Le pdg de la société, Baljit Chada, a refusé de répondre à nos questions. Il nous a référé à son porte-parole, Guy Versailles. «On ne fera pas de commentaire sur le sujet», a réagi M. Versailles.

Malgré les avertissements de 18 directeurs régionaux de la santé publique, Québec s'est engagé l'année dernière à offrir une garantie de prêt de 58 millions $ à Balcorp pour relancer la mine Jeffrey, à Asbestos. Mais avant de la recevoir, la société devait d'abord obtenir un financement privé de 25 millions $.

Ses démarches sont laborieuses. Pour recevoir la garantie de prêt, Balcorp devait avoir complété son montage financier le 1er juillet. Québec a repoussé trois fois cette échéance: du 1er juillet 2011 au 15 août, puis au 1er octobre 2011.
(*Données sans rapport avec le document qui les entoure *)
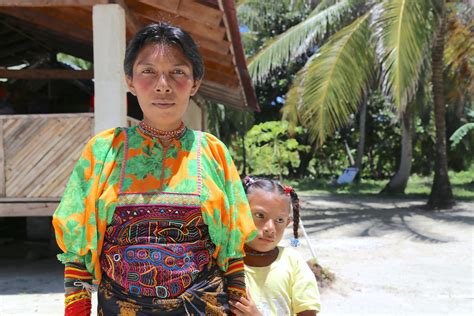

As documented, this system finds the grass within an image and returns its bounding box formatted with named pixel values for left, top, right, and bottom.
left=289, top=165, right=474, bottom=201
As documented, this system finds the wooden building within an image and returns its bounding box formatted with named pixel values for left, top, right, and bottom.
left=0, top=0, right=258, bottom=216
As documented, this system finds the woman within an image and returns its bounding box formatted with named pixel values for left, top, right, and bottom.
left=53, top=23, right=255, bottom=315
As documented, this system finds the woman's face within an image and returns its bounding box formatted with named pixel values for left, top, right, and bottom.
left=247, top=189, right=291, bottom=252
left=126, top=44, right=201, bottom=130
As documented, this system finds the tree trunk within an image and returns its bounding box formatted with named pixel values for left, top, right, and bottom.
left=427, top=12, right=455, bottom=209
left=380, top=108, right=414, bottom=195
left=355, top=101, right=367, bottom=179
left=242, top=133, right=247, bottom=176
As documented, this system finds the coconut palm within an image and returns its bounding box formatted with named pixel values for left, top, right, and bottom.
left=241, top=0, right=470, bottom=208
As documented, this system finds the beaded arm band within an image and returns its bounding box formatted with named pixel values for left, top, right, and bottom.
left=64, top=263, right=92, bottom=316
left=224, top=258, right=247, bottom=301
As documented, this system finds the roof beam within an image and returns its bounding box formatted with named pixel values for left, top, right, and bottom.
left=0, top=7, right=92, bottom=43
left=0, top=0, right=109, bottom=7
left=115, top=0, right=143, bottom=37
left=139, top=0, right=224, bottom=27
left=0, top=68, right=94, bottom=79
left=129, top=1, right=226, bottom=40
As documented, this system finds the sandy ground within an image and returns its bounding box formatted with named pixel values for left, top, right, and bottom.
left=0, top=196, right=474, bottom=316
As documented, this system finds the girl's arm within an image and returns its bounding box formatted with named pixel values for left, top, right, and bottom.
left=229, top=291, right=262, bottom=316
left=296, top=311, right=318, bottom=316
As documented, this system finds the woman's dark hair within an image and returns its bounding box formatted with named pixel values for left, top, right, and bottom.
left=242, top=176, right=300, bottom=239
left=123, top=23, right=204, bottom=80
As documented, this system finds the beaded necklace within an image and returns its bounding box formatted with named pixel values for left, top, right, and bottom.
left=245, top=248, right=277, bottom=257
left=138, top=121, right=187, bottom=144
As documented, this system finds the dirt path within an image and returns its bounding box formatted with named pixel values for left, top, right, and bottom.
left=290, top=197, right=474, bottom=316
left=0, top=196, right=474, bottom=316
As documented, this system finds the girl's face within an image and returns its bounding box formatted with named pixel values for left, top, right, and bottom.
left=247, top=189, right=291, bottom=252
left=126, top=44, right=201, bottom=130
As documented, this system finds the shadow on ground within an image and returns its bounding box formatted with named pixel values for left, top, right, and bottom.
left=301, top=195, right=474, bottom=243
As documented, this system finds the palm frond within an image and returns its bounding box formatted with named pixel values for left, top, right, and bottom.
left=444, top=11, right=474, bottom=104
left=298, top=12, right=376, bottom=144
left=281, top=71, right=303, bottom=135
left=378, top=0, right=431, bottom=113
left=248, top=0, right=355, bottom=82
left=449, top=122, right=474, bottom=148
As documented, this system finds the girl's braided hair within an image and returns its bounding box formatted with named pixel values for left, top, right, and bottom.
left=242, top=176, right=300, bottom=239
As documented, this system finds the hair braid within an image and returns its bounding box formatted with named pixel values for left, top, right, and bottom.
left=290, top=188, right=300, bottom=239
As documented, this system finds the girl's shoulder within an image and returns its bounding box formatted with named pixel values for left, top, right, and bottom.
left=278, top=246, right=306, bottom=265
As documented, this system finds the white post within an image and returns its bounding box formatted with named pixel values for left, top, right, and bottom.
left=92, top=4, right=127, bottom=134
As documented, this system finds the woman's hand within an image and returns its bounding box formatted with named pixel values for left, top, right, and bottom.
left=229, top=290, right=262, bottom=316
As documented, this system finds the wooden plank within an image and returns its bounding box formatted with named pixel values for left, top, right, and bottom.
left=139, top=0, right=223, bottom=26
left=178, top=1, right=224, bottom=26
left=137, top=0, right=180, bottom=14
left=7, top=118, right=92, bottom=197
left=0, top=0, right=109, bottom=7
left=0, top=41, right=34, bottom=58
left=134, top=17, right=231, bottom=55
left=0, top=112, right=94, bottom=121
left=204, top=59, right=236, bottom=77
left=204, top=69, right=240, bottom=89
left=129, top=1, right=226, bottom=40
left=22, top=120, right=89, bottom=197
left=0, top=68, right=94, bottom=79
left=116, top=0, right=143, bottom=37
left=0, top=7, right=92, bottom=43
left=199, top=46, right=233, bottom=66
left=0, top=200, right=59, bottom=217
left=0, top=120, right=6, bottom=196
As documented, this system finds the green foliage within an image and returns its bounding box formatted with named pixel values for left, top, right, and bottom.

En septembre dernier, M. Chada assurait au Globe & Mail est sur le point d'obtenir ce 25 millions $. Mais il cherche encore cet argent.

Peu après la précédente date butoir, le 2 octobre, le ministre du Développement économique, Sam Hamad, espérait que le dossier soit réglé avant Noël.

M. Versailles a refusé de nous dire quelle était la nouvelle date butoir. «On veut faire ça le plus rapidement possible», a-t-il indiqué.

Au cabinet du ministre Hamad, on indique qu'il ne s'agissait pas d'une échéance pour le financement, mais plutôt de dates limites pour obtenir différentes informations. Deux conditions demeurent pour l'octroi de la garantie de prêt, explique l'attaché de presse de M. Hamad, Harold Fortin: le financement préalable de 25 millions $ et un «audit externe» qui prouvera que l'amiante produite à la mine Jeffrey sera utilisée de façon sécuritaire, au Québec ou ailleurs comme en Inde, le marché visé par M. Chada.

Difficile à vérifier en Inde

Québec solidaire, Option nationale et les indépendants souverainistes ont récemment accusé le gouvernement Charest «d'exporter la mort» en participant à la relance de la mine. Le PQ n'a pas pris position - il dit qu'il manque d'information pour se prononcer et réclame donc une commission parlementaire.

M. Khadir s'inquiète des dangers de l'amiante pour la santé publique (lire notre dossier ici). Il ne croit pas que l'audit permettra de vérifier si l'amiante sera utilisée de façon sécuritaire dans un pays aussi vaste que l'Inde, surtout que son utilisation sera faite dans plusieurs constructions résidentielles, pour les toitures en ciment ondulé. Il rappelle aussi que des syndicats indiens s'opposent à l'utilisation de l'amiante.

Mais il indique qu'à lui seul, le «manque» de valeur économique du projet mériterait son abandon.  «Ça ne tient pas la route», soutient-il. Balcorp ne fournirait pas assez de capitaux pour mériter une garantie de prêt. «Habituellement, on demande des fonds propres à hauteur de 50%, 60%. Là, on parle de fonds moins de 25 % du total du projet», affirme-t-il.

La détresse de la région

En août 2009, Baljit Chada a organisé à sa résidence de Westmount une activité de financement pour le PLQ, à laquelle le premierministre Jean Charest participait. Il a amassé 19 000$. «Ce n'est pas central à cette décision», estime toutefois M. Khadir. Il croit plutôt que le ministre et député de Richmond, Yvon Vallières, ainsi que le ministre des Affaires municipales et ancien maire de Thetford Mines, Laurent Lessard, ont été sensibles à la «détresse de la région», qui mise sur les 500 emplois directs qui, selon Balcorp, seraient créés à terme par la relance de la mine. M. Khadir leur demande toutefois d'utiliser l'argent pour financer un autre genre de projet. Selon lui, le gouvernement Charest devrait donc cesser de repousser l'échéance et retirer son offre de garantie de prêt.